Mietrecht

Unwirksamkeit einer Schönheitsreparaturklausel beim formularmäßigen Wohnraummietvertrag

 Im März 2015 hat der BGH erneut zwei Entscheidungen zur Wirksamkeit von Schönheitsreparaturklauseln bei Wohnraummietverträgen erlassen.

1.

In der ersten Entscheidung geht es um die Verpflichtung zur Vornahme laufender Schönheitsreparaturen des Mieters, wenn er die Wohnung in unrenoviertem oder renovierungsbedürftigem Zustand übernommen hat.

 

Der BGH hat entschieden, dass die formularverträgliche Überwälzung der Verpflichtung zur Vornahme laufender Schönheitsreparaturen einer dem Mieter unrenoviert oder renovierungsbedürftig überlassenen Wohnung der Inhaltskontrolle am Maßstab des § 307 Abs. l Satz 1, Abs.  2 Nr. 1 BGB nicht standhält, sofern der Vermieter dem Mieter kein angemessen Ausgleich gewährt (BGH Entscheidung vom 18.03.2015, Vlll. ZR 180/14).

 

Damit ist der Mieter nicht zur Vornahme laufender Schönheitsreparaturen verpflichtet, sofern er die Wohnung unrenoviert oder renovierungsbedürftig übernommen hat und hierfür vom Vermieter keinen Ausgleich erhalten hat.

Unrenoviert oder renovierungsbedürftig ist eine Wohnung, wenn die Gebrauchspuren aus einem vorvertraglichen Zeitraum aufweist, wobei solche Gebrauchsspuren außer Acht bleiben, die so unerheblich sind, dass sie bei lebensnaher Betrachtung nicht ins Gewicht fallen. Es kommt letztlich darauf an, ob die überlassenen Mieträume den Gesamteindruck einer renovierten Wohnung vermitteln.

Ob sich die Wohnung beim Einzug in einem unrenovierten oder renovierungsbedürftigen Zustand befunden hat ist im Bestreitensfall vom Mieter zu beweisen.

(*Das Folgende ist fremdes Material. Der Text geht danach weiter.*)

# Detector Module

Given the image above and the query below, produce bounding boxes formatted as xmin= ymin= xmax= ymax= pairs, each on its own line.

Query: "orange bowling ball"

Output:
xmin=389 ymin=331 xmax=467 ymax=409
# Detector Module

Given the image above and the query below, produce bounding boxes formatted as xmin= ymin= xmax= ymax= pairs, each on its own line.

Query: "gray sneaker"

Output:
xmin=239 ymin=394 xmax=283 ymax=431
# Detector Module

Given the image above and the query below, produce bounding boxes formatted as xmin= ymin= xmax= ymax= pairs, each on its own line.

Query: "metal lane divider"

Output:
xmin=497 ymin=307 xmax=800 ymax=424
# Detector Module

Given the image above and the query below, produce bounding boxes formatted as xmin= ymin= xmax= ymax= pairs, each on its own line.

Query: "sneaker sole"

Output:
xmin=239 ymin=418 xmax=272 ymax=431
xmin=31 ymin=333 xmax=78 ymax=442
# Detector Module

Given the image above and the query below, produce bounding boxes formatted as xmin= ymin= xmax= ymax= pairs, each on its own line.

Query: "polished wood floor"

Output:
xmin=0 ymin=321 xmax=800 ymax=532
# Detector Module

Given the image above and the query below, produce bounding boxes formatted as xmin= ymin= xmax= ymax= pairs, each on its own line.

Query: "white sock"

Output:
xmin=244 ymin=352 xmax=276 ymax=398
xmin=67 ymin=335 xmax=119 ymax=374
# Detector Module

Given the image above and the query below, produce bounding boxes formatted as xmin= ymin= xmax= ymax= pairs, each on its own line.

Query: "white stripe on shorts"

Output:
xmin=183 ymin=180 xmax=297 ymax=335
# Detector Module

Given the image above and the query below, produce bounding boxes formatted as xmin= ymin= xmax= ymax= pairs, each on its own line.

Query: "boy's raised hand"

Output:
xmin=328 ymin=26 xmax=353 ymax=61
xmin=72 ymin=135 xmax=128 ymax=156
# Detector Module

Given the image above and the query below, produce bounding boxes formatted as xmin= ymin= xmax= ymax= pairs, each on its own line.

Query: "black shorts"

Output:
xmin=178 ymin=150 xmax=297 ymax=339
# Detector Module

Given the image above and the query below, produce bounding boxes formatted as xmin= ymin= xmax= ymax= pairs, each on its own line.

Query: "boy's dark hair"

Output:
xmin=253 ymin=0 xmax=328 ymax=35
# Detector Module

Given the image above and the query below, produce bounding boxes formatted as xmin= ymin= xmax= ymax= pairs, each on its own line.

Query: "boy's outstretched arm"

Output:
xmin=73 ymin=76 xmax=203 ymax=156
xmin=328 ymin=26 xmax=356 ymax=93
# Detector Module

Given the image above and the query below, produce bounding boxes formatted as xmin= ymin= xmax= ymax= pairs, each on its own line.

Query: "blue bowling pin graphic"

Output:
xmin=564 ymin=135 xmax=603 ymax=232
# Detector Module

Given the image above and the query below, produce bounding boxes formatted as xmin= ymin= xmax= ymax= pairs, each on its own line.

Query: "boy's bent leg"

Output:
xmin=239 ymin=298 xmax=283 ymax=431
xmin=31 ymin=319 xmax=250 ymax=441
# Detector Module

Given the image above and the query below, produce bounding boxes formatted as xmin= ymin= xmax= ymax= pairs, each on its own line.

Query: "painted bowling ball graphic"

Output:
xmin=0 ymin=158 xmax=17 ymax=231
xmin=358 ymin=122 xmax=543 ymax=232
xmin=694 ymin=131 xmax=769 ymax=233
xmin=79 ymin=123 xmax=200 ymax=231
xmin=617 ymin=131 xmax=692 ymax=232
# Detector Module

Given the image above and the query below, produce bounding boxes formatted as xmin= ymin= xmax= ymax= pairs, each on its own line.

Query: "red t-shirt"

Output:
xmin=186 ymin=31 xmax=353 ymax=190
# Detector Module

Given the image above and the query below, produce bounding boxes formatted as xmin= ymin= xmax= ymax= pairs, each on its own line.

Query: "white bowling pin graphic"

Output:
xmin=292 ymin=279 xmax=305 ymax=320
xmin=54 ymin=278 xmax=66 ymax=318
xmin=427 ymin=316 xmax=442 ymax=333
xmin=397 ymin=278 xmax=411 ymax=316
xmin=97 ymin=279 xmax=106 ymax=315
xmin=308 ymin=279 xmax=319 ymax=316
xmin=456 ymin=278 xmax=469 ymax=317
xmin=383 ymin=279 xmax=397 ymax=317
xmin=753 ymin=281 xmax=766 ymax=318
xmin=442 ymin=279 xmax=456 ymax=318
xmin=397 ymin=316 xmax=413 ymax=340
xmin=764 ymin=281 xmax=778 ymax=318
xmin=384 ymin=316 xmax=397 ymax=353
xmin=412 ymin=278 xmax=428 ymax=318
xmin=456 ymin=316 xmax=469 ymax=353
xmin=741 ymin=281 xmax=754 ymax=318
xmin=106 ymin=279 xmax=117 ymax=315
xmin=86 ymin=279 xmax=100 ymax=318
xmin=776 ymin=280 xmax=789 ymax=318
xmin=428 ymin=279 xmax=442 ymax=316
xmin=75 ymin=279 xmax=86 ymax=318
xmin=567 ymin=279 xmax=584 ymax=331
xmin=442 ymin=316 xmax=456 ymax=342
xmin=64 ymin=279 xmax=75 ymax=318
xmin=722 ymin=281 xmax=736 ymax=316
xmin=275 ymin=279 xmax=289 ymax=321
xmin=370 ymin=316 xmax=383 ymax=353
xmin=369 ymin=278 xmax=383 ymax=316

 Durch eine Formularklausel, die dem Mieter einer unrenovierten oder renovierungsbedürftig übergegeben Wohnung die Schönheitsreparaturen ohne angemessenen Ausgleich auferlegt verpflichtet den Mieter zur Beseitigung sämtlicher Gebrauchsspuren des Vormieters und führt dazu, dass der Mieter die Wohnung vorzeitig renovieren oder gegebenenfalls in einem besseren Zustand zurückgeben müsste als er sie selbst vom Vermieter erhalten hat. Daher sind derartige Formularklauseln unwirksam.

 

2.

Der BGH hat ebenfalls entschieden, dass Kostenbeteiligungsklauseln zur Abgeltung anteiliger Schönheitsreparaturen ebenfalls wegen unangemessener Benachteiligung unwirksam sind.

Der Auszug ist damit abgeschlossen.